Nine months after Prince Harry announced his decision to leave the royal family with wife, Meghan Markle, the 36-year-old’s relationship with his big brother, Prince William is believed to be at an all-time low. Their relationship is the subject of a new book by British historian Robert Lacey, who has also served as the historical consultant to The Crown on Netflix. “The rift gets more serious with every passing day,” he told The Post on October 24 of the feud that caught fire when Harry and Meghan relocated stateside.
“Battle of Brothers: William and Harry: The Inside Story of a Family in Tumult”, published by Harper, chronicles the siblings’ relationship through the years, dating back to their mother Lady Diana Spencer‘s 1981 “fairytale” wedding to Prince Charles. “The chickens have come home to roost. We thought the disorder, chaos and tragedy of the ’80s and ’90s involving their parents were over. Now [it’s all] come back to life in the shape of these two boys. They are the legacy of all that heartache.”
Of course, he’s referring to their father’s infidelity with Camilla Parker Bowles, which led to a divorce in 1996 and Diana’s tragic death in a car crash one year later.
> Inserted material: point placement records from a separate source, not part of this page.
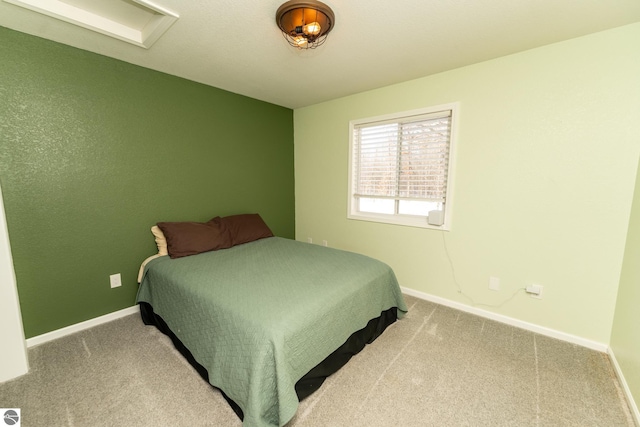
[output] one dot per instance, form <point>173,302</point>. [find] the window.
<point>400,167</point>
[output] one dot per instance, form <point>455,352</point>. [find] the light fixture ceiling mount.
<point>305,24</point>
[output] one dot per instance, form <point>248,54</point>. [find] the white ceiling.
<point>235,44</point>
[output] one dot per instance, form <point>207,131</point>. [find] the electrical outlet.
<point>115,280</point>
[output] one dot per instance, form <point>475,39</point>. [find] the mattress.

Robert believes the sons have drawn different conclusions as to what went wrong, with William receiving advice about commitment to his country from his grandmother, Queen Elizabeth II. “When he meets Kate Middleton at university, he actually makes the poor young woman wait nine years to effectively audition her for the job as wife to the head of state. He took the lesson of duty.” Meanwhile, Harry took the “opposite” approach.
“His attitude was: ‘Well, I’m not going to make the same mistake as my parents,’ ” Robert said. “ ‘I’m marrying for love.’ And he’s been so happy and proud to proclaim he loved Meghan virtually from the moment he met her in 2016. That impulse has guided him.” Robert has blamed the Royal Family for the public perception and treatment of Meghan Markle, which led to her and Harry leaving the family altogether.
“Everyone thought Harry was going to marry a nice girl called Henrietta or Annabel and go live in the countryside,” the historian explained. “Instead, he finds Meghan, full of American piss and vinegar, energy and independence of thought. If you bring into the old-fashioned, creaking structure of the House of Windsor someone who is a crusader, dedicated to women’s rights and social change, she isn’t going to give up those qualities. When she came over to Britain, she thought it was a new platform. Whereas the royal family didn’t see themselves as offering her a platform at all.”